Practicing Success
If A = \(\begin{bmatrix}\tan {\alpha }&-\sin {\alpha }\\\sin {\alpha }&\tan {\alpha }\end{bmatrix}\) and \(A+ { A }^{ T } \) = \(\frac{2}{\sqrt { 3 }}\) I, then the value of \(\alpha \) is |
\(\frac{\Pi }{3}\) \(\frac{\Pi }{2}\) \(\frac{\Pi }{6}\) \(\frac{\Pi }{4}\) |
\(\frac{\Pi }{6}\) |
A = \(\begin{bmatrix}\tan {\alpha }&-\sin {\alpha }\\\sin {\alpha }&\tan {\alpha }\end{bmatrix}\)

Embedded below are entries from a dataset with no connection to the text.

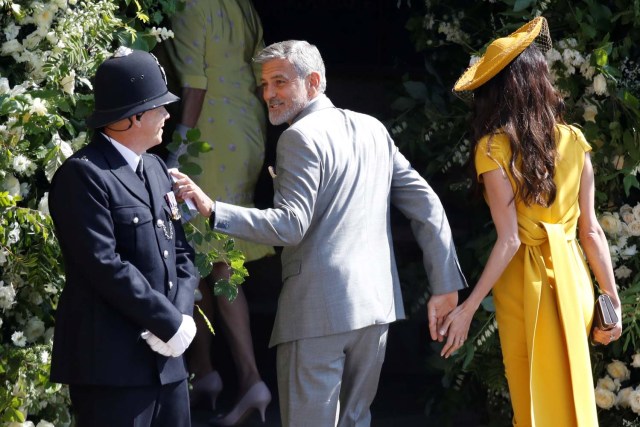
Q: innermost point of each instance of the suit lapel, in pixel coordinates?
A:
(122, 171)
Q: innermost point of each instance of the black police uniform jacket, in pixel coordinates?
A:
(128, 269)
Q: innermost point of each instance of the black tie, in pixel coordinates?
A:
(139, 171)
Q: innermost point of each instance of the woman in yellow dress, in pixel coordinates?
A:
(538, 181)
(212, 54)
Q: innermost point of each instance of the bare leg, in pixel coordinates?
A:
(235, 321)
(199, 354)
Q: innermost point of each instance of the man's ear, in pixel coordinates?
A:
(313, 80)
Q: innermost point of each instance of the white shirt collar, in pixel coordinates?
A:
(131, 157)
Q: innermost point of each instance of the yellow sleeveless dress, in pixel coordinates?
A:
(544, 299)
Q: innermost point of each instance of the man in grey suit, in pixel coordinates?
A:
(338, 172)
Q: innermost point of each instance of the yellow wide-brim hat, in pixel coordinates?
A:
(502, 51)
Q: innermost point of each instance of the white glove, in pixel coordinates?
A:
(181, 340)
(156, 344)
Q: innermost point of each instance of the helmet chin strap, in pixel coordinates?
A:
(131, 123)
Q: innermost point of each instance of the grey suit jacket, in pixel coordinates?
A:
(338, 172)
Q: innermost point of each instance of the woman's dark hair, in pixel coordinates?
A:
(521, 102)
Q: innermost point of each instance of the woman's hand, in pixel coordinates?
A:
(186, 189)
(456, 328)
(607, 337)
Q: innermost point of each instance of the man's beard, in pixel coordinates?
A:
(286, 116)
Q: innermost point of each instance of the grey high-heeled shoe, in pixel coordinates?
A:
(207, 387)
(257, 397)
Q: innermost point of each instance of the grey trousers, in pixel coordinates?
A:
(332, 380)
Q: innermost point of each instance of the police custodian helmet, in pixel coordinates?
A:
(128, 83)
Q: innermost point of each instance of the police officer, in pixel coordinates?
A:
(124, 318)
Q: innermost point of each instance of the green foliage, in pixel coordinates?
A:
(595, 63)
(49, 51)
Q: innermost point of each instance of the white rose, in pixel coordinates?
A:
(48, 335)
(634, 227)
(43, 205)
(618, 370)
(68, 82)
(34, 329)
(11, 31)
(4, 86)
(38, 107)
(634, 401)
(628, 252)
(622, 272)
(11, 185)
(610, 224)
(64, 146)
(627, 216)
(21, 163)
(618, 161)
(605, 399)
(600, 85)
(635, 362)
(590, 112)
(11, 47)
(14, 235)
(607, 383)
(18, 339)
(622, 399)
(7, 296)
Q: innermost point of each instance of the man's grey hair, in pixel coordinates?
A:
(304, 57)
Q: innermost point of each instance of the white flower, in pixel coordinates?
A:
(590, 112)
(622, 399)
(68, 82)
(18, 339)
(623, 272)
(618, 161)
(21, 163)
(13, 236)
(48, 336)
(607, 383)
(610, 223)
(11, 31)
(38, 107)
(7, 296)
(634, 226)
(11, 47)
(600, 85)
(34, 329)
(628, 252)
(65, 148)
(43, 205)
(635, 362)
(4, 86)
(11, 185)
(634, 401)
(605, 399)
(618, 370)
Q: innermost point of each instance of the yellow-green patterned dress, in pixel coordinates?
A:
(212, 50)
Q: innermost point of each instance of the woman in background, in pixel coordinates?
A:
(211, 53)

\( { A }^{ T } \) = \(\begin{bmatrix}\tan {\alpha }&\sin {\alpha }\\-\sin {\alpha }&\tan{\alpha } \end{bmatrix}\)
\(A+ { A }^{ T } \) = \(\begin{bmatrix}\tan {\alpha }&-\sin {\alpha }\\\sin {\alpha }&\tan {\alpha }\end{bmatrix}\) + \(\begin{bmatrix}\tan {\alpha }&\sin {\alpha }\\-\sin {\alpha }&\tan{\alpha }\end{bmatrix}\)= \(\frac{2}{\sqrt { 3 }}\) \(\begin{bmatrix}1&0\\0&1\end{bmatrix}\)

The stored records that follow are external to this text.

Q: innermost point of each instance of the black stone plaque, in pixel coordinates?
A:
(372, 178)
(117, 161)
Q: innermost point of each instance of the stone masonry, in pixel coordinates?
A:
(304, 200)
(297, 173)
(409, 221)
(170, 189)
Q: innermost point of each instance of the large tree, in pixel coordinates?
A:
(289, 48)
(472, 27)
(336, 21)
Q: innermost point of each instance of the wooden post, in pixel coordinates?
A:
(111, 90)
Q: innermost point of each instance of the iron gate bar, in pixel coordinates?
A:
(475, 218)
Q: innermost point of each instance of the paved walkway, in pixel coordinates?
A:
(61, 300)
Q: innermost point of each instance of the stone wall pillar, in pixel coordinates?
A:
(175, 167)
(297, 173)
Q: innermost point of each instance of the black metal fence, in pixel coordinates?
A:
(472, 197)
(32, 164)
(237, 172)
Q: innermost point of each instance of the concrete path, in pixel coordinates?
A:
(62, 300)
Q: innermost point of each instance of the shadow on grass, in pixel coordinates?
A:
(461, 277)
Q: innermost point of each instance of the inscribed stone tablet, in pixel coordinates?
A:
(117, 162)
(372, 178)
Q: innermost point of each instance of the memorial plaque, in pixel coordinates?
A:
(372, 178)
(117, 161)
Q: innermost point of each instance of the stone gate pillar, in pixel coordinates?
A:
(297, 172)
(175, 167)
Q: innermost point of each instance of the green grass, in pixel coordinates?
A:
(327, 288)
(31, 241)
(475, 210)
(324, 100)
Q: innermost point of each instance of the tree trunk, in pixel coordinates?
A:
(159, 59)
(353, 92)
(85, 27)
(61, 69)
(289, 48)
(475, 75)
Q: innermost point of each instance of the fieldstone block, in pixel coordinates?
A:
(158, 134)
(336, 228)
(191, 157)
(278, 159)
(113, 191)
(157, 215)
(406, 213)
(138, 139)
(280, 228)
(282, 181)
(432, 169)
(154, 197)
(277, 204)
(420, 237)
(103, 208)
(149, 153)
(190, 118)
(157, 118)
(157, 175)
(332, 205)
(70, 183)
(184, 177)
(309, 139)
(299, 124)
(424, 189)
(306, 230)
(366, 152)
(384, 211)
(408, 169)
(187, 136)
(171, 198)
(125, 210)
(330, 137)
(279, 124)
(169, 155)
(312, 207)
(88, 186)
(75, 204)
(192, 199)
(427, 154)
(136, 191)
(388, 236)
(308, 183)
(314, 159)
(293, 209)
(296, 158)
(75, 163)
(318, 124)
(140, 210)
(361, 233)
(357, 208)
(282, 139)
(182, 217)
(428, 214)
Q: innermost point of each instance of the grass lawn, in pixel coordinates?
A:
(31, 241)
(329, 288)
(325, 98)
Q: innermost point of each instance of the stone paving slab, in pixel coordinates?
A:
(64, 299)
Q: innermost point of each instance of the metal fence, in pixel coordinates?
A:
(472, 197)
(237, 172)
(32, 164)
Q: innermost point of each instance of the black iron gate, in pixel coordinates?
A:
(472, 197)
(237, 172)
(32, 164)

\(\begin{bmatrix}2\tan{\alpha }&0\\0&2\tan {\alpha }\end{bmatrix}\) = \(\frac{2}{\sqrt { 3 }}\) \(\begin{bmatrix}1&0\\0&1\end{bmatrix}\)
\(2\tan {\alpha }=\frac{2}{\sqrt { 3 }}\)
\(\tan {\alpha }=\frac{1}{\sqrt { 3 }}\)
\(\tan {\alpha } = \tan {\frac{\Pi }{6}}\)
Thus , \(\alpha =\frac{\Pi }{6}\) |